Many years ago, in the early 80’s, when we were just thinking of using a GIS a friend took me to visit a unit in the Gandhinagar Software Park which was ‘working on GIS for an overseas client’.
I found that they were updating detailed maps of cities and towns created in popular CAD software. The details were mind boggling. Each and every sewer manhole, water pipeline, lamp posts were mapped and relevant information was attached to each feature which could be called up with a mouse click. That was my first introduction to Automated Mapping/Facility Management, or AM/FM. My first reaction was confusion. If CAD software could do all this then what did GIS software have to offer? Delving deeper I could set my bearings correctly. AM/FM predated GIS. In the 70’s when management of large utilities strained the resources of the company the advent of computer graphics was seen as a way of automating the mapping process.

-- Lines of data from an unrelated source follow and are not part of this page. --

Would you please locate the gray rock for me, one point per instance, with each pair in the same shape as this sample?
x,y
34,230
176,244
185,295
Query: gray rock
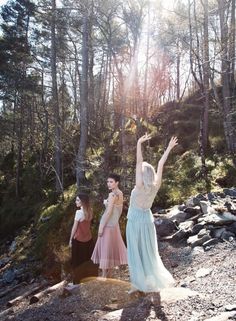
x,y
197,228
182,207
186,226
12,247
205,207
197,250
210,243
203,272
193,201
232,228
164,226
9,276
227,235
196,241
180,235
218,219
4,261
230,307
230,191
211,196
179,217
192,211
216,233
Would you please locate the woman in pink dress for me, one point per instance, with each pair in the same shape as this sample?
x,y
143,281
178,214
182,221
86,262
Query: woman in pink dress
x,y
81,241
110,250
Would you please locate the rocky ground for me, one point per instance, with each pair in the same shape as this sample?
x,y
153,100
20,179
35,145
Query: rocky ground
x,y
197,243
205,290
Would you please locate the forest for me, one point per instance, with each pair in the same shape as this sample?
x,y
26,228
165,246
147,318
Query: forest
x,y
80,81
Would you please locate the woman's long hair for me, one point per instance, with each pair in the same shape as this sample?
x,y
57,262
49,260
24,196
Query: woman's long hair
x,y
149,175
88,212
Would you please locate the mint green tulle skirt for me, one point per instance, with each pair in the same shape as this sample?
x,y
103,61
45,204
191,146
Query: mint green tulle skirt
x,y
147,272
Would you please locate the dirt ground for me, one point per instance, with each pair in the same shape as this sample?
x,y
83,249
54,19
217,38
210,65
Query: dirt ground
x,y
205,290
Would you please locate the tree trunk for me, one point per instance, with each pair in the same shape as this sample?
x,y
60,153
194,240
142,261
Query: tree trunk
x,y
225,75
206,72
55,103
81,156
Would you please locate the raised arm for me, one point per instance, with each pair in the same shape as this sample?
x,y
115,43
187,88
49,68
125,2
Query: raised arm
x,y
107,214
139,160
173,142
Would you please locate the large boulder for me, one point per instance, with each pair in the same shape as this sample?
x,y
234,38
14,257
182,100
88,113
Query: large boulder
x,y
230,191
164,226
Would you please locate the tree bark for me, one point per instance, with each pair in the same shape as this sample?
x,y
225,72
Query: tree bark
x,y
81,155
55,103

Thus we had a graphic engine, CAD, to handle the engineering schematics and a relational database to handle the attribute data and a way of linking the graphic elements to the database. While this system was very good it fell short of a GIS because it did not have a geographical data model and hence lacked the power to manage and analyse the data in its geographical context. Today a GIS can do all that the AM/FM system could do and more. AM/FM thus has become one of the many applications of GIS.
AM/FM traditionally has addressed utilities like power, water, sewerage and transportation which are based on a network model of the data. With the additional capabilities of spatial analysis enabled by the geographic data model of a GIS, these applications have been enhanced and newer areas have opened up. Some of the tasks that are enabled include job design, engineering and estimation and integration with work flow management, customer information systems and outage management systems. The systems can be web enabled to provide access across the enterprise. Field information can be integrated and activities like field maintenance can be automated. A GIS provides spatial visualisation, spatial query and modelling capabilities which make these applications more effective.